The picture (shown to the right) is worth an estimated $1.5 million. And the kid stuck gum to it.

What was he thinking?

Is this the kind of thing I can look forward to someday?

"Dear Mr. and Mrs. Billy's Parents:

We regret to inform you that your child has been suspended from school for damaging a piece of artwork worth more than the sum total of all your internal organs, were you to sell them on the black market. Which you may need to do, should the museum decide to sue for damages."

The museum says the painting will make a full recovery.

The kid's always gonna be an idiot.

Link to story

7 comments:

Anonymous said...

"...he is only 12 and I don't think he understood the ramifications of what he did before it happened, but he certainly understands the severity of it now"

she's joking right? he's not 8.

this is what happens when we let whitey into the city. wait, that's barbara-rose collins talking.

stray_thoughts said...

The article directly & indirectly refers to this kid as a scofflaw, a deliquent, and mischievous. He made a mistake; that's what growing up is all about. I don't think we need to make things worse by calling him an idiot...

...even if he might be dumber than a rock and twice as dense.

I can't help but wonder about the "disciplinary action" he received from his parents...

alpharat said...

When I was a kid, that would have been a sound ass-whupping.

Anonymous said...

it was all the fault of the teacher.


just kidding...

Angeline Rose Larimer said...

I always thought the no-gum chewing policy in school was a bit overboard. Now I understand.
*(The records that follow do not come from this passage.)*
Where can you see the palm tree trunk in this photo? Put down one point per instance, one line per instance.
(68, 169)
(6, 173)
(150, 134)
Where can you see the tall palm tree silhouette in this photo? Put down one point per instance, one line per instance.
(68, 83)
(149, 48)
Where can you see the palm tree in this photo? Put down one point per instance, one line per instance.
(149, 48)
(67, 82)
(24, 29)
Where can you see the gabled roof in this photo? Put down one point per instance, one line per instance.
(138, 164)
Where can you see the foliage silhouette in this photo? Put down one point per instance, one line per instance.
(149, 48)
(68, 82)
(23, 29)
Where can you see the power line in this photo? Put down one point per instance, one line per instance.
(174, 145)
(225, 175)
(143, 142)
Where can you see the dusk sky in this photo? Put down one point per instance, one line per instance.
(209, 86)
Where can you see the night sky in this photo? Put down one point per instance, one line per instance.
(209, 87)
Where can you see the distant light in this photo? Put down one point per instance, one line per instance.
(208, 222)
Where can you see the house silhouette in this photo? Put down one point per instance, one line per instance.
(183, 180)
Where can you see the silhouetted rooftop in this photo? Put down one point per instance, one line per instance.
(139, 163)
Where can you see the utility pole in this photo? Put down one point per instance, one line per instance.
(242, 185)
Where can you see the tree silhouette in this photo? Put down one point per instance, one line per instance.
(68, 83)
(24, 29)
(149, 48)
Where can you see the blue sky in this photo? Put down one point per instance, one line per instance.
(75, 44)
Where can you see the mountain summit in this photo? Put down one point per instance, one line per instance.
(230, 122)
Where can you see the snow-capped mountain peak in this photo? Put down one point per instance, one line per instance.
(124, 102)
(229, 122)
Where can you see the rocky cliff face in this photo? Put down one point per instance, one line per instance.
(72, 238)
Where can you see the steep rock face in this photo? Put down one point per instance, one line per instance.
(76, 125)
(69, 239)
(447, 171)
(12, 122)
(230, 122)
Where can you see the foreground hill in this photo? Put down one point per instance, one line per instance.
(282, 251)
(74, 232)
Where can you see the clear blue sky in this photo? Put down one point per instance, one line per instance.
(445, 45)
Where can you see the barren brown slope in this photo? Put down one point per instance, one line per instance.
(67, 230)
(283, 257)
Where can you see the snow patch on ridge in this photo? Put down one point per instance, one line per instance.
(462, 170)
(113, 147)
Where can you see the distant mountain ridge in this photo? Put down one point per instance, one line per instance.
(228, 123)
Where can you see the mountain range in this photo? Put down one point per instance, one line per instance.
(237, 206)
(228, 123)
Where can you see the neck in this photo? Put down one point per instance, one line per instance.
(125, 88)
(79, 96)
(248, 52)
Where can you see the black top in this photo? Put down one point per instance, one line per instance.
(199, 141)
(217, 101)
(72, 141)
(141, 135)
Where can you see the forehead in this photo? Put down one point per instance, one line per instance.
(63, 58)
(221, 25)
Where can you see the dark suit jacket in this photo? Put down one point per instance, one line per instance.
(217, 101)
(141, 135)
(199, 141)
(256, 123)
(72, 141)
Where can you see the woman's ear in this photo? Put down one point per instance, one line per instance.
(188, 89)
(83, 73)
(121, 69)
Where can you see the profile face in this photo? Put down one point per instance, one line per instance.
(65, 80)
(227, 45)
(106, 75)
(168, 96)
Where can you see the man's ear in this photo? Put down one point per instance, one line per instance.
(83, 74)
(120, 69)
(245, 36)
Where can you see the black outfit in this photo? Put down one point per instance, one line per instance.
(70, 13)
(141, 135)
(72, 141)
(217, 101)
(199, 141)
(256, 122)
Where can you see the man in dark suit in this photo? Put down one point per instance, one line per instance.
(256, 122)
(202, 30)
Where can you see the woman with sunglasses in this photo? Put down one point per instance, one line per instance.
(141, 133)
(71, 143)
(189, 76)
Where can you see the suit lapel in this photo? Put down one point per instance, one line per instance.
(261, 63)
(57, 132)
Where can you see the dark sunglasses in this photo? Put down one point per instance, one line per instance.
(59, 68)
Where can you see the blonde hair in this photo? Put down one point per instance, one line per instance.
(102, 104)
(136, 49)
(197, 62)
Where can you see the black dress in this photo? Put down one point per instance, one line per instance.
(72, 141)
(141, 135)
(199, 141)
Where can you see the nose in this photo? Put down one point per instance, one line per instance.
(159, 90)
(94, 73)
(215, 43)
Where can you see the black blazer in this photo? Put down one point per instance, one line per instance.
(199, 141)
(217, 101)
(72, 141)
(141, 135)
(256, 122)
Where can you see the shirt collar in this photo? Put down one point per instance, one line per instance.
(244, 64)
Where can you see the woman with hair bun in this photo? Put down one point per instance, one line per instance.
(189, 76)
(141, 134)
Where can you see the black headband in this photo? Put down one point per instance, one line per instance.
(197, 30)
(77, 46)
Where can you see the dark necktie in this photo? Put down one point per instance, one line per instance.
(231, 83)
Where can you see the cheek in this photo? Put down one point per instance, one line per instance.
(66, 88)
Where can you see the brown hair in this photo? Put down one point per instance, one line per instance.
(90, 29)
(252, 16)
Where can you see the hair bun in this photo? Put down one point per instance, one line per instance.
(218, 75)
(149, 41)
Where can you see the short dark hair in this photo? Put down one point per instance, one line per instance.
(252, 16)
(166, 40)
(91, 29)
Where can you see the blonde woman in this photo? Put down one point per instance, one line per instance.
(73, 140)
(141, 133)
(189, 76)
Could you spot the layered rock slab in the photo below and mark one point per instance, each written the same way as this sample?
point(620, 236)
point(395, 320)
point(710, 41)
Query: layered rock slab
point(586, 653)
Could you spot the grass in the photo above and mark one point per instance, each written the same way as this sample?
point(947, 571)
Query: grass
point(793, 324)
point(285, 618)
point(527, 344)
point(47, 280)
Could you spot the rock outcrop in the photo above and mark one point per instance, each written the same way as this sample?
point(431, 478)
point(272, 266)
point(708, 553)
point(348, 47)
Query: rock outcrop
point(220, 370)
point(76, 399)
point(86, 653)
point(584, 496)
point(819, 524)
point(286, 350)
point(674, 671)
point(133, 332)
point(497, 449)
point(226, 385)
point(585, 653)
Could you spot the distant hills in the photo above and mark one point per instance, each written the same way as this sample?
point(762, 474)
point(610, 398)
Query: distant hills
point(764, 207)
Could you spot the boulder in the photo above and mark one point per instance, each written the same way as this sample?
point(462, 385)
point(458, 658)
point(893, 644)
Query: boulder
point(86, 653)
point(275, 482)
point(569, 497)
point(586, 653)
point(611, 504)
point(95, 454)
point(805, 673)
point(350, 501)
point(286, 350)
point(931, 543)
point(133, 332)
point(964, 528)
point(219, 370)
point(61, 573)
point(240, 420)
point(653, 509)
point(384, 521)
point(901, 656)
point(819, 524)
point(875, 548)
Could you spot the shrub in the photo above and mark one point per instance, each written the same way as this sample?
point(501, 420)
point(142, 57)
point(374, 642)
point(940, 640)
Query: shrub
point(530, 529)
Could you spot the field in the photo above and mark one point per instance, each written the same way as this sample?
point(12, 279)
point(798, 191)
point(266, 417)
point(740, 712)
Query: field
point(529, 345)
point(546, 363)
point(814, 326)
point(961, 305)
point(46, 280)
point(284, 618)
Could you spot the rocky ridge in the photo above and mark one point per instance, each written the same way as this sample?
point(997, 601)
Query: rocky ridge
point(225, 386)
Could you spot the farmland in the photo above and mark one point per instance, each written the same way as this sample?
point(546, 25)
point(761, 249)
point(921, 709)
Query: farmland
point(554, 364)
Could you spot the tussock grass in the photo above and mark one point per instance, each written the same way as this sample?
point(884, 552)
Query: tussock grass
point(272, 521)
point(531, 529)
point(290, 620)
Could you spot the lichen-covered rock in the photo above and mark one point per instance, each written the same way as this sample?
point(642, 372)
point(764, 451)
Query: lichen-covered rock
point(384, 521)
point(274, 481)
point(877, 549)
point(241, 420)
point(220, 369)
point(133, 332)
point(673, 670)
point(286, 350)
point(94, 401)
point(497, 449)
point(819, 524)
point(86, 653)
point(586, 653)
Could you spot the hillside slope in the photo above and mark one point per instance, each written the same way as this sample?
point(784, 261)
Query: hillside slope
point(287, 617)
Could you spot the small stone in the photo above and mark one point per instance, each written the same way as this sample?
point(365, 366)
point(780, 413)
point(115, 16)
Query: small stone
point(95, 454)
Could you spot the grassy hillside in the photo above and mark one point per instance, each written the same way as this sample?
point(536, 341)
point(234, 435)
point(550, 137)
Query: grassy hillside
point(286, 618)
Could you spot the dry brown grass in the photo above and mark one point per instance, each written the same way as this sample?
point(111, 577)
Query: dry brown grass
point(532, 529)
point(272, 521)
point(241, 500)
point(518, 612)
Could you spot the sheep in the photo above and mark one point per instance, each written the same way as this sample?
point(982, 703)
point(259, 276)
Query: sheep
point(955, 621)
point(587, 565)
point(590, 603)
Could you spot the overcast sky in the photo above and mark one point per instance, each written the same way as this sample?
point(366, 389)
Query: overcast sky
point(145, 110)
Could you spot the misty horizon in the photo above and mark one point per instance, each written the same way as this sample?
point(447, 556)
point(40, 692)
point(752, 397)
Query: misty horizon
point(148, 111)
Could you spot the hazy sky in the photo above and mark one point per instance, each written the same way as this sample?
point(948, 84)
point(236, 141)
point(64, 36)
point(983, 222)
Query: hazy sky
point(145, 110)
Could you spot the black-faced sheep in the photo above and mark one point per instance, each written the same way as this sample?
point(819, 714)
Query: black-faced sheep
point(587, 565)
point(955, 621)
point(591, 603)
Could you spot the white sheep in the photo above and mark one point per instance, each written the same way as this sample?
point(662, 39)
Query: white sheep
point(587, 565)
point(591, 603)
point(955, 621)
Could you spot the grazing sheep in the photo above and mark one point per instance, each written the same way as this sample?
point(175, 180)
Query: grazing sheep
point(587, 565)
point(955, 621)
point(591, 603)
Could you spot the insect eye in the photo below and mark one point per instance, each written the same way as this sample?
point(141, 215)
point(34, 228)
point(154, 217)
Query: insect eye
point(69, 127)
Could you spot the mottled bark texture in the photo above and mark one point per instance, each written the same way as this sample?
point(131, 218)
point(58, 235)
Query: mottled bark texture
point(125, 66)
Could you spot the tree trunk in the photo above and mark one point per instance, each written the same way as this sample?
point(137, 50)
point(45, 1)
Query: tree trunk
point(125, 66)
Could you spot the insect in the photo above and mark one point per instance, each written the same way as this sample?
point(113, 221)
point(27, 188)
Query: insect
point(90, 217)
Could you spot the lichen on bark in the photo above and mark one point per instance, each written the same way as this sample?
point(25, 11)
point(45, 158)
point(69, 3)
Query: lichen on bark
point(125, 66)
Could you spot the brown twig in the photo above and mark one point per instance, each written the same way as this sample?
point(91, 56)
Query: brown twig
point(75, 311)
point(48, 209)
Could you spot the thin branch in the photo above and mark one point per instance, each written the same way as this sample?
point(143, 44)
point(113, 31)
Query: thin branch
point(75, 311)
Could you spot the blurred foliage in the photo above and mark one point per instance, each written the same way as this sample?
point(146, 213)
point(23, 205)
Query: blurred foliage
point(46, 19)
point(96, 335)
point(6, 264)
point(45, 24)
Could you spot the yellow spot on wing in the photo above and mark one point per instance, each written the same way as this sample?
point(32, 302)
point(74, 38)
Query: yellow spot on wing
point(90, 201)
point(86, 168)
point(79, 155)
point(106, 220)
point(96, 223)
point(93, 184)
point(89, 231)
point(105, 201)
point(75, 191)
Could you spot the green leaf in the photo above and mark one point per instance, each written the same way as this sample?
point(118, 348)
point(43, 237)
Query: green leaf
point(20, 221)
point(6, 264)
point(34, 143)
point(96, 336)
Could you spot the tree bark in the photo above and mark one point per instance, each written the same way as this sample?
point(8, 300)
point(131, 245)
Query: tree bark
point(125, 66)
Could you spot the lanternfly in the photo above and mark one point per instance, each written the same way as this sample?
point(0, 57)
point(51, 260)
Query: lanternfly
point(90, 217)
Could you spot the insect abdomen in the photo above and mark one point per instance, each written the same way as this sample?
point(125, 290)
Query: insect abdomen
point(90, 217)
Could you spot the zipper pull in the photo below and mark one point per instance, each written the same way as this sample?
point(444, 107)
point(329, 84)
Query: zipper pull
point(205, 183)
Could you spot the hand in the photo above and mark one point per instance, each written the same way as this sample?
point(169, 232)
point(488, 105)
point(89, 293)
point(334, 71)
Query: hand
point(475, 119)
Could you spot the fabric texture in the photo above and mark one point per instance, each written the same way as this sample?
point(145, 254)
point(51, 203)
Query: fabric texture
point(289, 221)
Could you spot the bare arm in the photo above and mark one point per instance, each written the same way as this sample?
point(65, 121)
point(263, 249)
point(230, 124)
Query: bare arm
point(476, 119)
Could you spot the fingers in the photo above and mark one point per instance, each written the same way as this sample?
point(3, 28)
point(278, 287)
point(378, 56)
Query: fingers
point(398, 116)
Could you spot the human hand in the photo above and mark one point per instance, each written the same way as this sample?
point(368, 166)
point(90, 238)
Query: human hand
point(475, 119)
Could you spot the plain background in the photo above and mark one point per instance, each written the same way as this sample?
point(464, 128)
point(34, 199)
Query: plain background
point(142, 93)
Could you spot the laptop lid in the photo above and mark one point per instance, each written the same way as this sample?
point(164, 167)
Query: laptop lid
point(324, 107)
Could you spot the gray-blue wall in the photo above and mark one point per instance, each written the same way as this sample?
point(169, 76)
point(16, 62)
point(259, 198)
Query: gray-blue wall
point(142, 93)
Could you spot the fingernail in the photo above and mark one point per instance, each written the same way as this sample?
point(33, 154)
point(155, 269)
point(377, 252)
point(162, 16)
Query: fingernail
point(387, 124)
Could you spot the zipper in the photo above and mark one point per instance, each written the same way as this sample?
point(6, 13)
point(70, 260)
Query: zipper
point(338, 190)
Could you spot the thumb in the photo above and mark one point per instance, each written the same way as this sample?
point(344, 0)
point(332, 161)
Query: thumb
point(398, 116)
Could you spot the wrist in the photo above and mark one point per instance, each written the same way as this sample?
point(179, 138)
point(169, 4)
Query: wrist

At least it wasn't a sharpie. Though, I'm not sure where he'd have drawn the mustache.

Jennifer said...

A budding Dada-ist, I say!

My mission in life is to guilt all the cool people into having lots of children, so consider this carefully before you decide to have the boys snipped:

In a not-so-random study of five children, including the aforementioned "vandal" and four of my own kids, it has been proven that most of the damage done by children does not involve famous works of art, but rather the paint-job on the neighbor's late model sports car and, if they go through a secret steroids phase at age 17, drywall is sure to be a favorite target. All you really need to get through parenthood is $200 and a large container of spackle.

Trust me.

You guys would be great parents.

We need to populate the world with cool people!